Open Vexu opened 4 years ago

Vexu commented 4 years ago
const assert = @import("std").debug.assert;

test "comptime var loses value" {
    comptime var i = 0;
    comptime assert(i == 0);
    const S = struct {
        fn foo() void {
            i += 4;
            comptime assert(i == 4);
        }
    };
    _ = S.foo;
    // fails
    comptime assert(i == 4);
}

I expected this to work or at least give an error if this is not supposed to be allowed.

Use case here.

BarabasGitHub commented 4 years ago

Why do you expect it to be 4? You didn't call foo.

Vexu commented 4 years ago

Because I was able to mutate it and this fails:

const expect = @import("std").testing.expect;
test "comptime var loses value" {
    comptime var i = 0;
    comptime expect(i == 0);
    const S = struct {
        fn foo() void {
            i += 4;
            // error: encountered @panic at compile-time
            comptime expect(i != 4);
        }
    };
    _ = S.foo;
}
BarabasGitHub commented 4 years ago

I see.

JesseRMeyer commented 4 years ago

Is the bug that you were able to mutate i even though foo() was never called?

Vexu commented 4 years ago

Whether foo was called or not shouldn't matter as the same thing happens when using a top level comptime block. I was just using a function as the example since that is how I found this.

const expect = @import("std").testing.expect;
test "comptime var loses value" {
    comptime var i = 0;
    comptime expect(i == 0);
    const S = struct {
        comptime {
            i += 4;
            comptime expect(i == 4);
        }
    };
    // fails
    comptime expect(i == 4);
}
markfirmware commented 4 years ago
pub fn main() void {
    comptime var i: u32 = 0;
    while (i < 1) : (i += 1) {
        if (true) {
            @import("std").debug.warn("i {}\n", .{i});
        }
    }
}

This loop doesn’t terminate - same thing?

Vexu commented 4 years ago

@markfirmware that is #411

andrewrk commented 1 year ago

Here is the expected behavior:

const std = @import("std");
const assert = std.debug.assert;

test "comptime var loses value" {
    comptime var i = 0;
    comptime assert(i == 0);
    const S = struct {
        fn foo() bool {
            i += 4;
            comptime assert(i == 4);
            return true;
        }
    };
    try std.testing.expect(S.foo());
    comptime assert(i == 0);
}
test.zig:9:28: error: access of mutable comptime value outside scope
            i += 4;
            ^

And then if you delete these two lines, it should pass:

-            i += 4;
-            comptime assert(i == 4);
mlugg commented 1 year ago

If we applied this diff:

-try std.testing.expect(S.foo());
+try std.testing.expect(comptime S.foo());

What should happen? My expectation is that this is allowed (since analysis of foo is happening at comptime within i's scope), and that the assertion in foo succeeds, but the one at the bottom fails since i == 4.

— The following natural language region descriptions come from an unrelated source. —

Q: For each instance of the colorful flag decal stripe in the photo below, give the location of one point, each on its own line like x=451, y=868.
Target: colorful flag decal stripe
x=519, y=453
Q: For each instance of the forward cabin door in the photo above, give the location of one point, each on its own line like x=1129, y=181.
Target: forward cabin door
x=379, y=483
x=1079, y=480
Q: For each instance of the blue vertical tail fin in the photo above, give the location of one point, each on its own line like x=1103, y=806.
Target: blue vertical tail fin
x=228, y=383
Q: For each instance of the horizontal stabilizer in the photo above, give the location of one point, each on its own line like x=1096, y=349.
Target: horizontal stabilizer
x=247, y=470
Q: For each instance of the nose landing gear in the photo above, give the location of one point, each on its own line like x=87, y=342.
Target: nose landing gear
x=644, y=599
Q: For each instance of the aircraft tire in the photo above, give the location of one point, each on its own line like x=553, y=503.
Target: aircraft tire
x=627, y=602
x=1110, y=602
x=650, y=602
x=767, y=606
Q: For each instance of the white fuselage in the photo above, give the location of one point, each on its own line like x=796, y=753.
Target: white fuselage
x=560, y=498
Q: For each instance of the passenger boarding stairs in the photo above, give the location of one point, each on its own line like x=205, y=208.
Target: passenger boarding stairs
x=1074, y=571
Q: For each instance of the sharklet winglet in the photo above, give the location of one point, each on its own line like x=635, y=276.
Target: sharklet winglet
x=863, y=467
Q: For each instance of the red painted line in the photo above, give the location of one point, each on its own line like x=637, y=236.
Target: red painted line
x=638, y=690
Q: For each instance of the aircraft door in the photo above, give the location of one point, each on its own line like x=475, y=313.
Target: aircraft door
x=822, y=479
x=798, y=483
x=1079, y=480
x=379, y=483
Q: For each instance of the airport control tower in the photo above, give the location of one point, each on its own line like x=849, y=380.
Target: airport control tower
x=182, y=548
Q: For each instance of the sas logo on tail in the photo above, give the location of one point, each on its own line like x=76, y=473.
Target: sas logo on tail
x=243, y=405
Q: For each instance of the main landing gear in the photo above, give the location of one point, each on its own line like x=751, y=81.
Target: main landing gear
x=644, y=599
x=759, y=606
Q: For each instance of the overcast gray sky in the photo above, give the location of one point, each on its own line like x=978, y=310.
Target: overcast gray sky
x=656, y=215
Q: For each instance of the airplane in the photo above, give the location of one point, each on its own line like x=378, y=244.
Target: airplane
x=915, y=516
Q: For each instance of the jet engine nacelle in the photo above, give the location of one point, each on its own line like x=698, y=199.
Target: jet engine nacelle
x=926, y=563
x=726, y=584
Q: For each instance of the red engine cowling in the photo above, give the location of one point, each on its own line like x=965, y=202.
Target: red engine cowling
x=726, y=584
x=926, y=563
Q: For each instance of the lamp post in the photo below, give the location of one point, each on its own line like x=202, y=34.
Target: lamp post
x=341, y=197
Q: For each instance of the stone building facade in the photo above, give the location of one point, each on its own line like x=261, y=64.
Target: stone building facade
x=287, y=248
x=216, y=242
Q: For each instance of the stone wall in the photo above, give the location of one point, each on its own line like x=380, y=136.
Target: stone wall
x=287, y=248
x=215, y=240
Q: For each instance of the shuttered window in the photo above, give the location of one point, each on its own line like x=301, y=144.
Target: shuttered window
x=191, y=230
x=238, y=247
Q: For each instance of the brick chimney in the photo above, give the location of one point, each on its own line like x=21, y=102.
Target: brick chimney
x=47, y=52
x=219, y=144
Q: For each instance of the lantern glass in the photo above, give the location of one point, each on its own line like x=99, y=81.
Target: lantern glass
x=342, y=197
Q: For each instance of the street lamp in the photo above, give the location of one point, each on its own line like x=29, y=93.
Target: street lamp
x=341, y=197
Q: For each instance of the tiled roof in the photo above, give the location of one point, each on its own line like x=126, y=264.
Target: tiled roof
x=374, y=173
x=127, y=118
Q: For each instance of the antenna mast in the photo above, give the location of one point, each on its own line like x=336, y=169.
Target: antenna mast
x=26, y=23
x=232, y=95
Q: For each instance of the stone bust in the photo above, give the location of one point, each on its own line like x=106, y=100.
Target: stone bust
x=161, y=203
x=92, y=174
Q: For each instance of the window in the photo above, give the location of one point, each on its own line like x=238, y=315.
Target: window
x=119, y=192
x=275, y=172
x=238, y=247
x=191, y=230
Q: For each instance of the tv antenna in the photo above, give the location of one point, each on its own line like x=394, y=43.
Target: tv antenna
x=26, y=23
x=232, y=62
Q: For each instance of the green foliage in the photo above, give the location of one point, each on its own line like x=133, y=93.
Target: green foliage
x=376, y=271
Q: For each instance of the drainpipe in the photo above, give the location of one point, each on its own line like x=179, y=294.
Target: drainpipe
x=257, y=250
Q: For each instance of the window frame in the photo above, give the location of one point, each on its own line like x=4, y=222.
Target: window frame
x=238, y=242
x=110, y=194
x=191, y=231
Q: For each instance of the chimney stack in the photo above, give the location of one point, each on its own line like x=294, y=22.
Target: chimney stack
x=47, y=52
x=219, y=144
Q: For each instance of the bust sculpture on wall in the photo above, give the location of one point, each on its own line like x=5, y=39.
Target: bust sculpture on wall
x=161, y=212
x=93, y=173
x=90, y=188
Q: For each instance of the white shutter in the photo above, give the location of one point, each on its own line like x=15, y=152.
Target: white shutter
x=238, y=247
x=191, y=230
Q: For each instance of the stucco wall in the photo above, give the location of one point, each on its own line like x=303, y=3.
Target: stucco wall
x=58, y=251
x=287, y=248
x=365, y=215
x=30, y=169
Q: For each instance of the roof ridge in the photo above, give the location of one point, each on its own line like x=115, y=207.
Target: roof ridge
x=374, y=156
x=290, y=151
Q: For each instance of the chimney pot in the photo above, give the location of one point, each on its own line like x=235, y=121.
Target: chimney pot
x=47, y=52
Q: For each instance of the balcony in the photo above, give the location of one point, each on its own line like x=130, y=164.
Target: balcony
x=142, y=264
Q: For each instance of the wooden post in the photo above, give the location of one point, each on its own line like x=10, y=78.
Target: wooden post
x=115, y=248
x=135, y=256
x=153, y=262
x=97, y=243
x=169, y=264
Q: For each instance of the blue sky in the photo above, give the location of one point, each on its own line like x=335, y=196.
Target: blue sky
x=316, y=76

andrewrk commented 1 year ago

I think it should fail the same way: access of mutable comptime value outside scope. If you want to do that you should have to pass it as a comptime parameter (comptime S.foo(&i)).

@SpexGuy mind if I ping you and confirm that this expected behavior matches your expectations as well?

  1. do you agree with https://github.com/ziglang/zig/issues/4721#issuecomment-1656957477 ?
  2. do you agree with the paragraph above in response to https://github.com/ziglang/zig/issues/4721#issuecomment-1656965895 ?
mlugg commented 1 year ago

Okay, yeah, that's also a reasonable way of doing this. Allowing it wouldn't lead to any issues with analysis order being exposed or anything like that AFAICT, but it would maybe sort of be spooky action at a distance. This is simpler and probably clearer.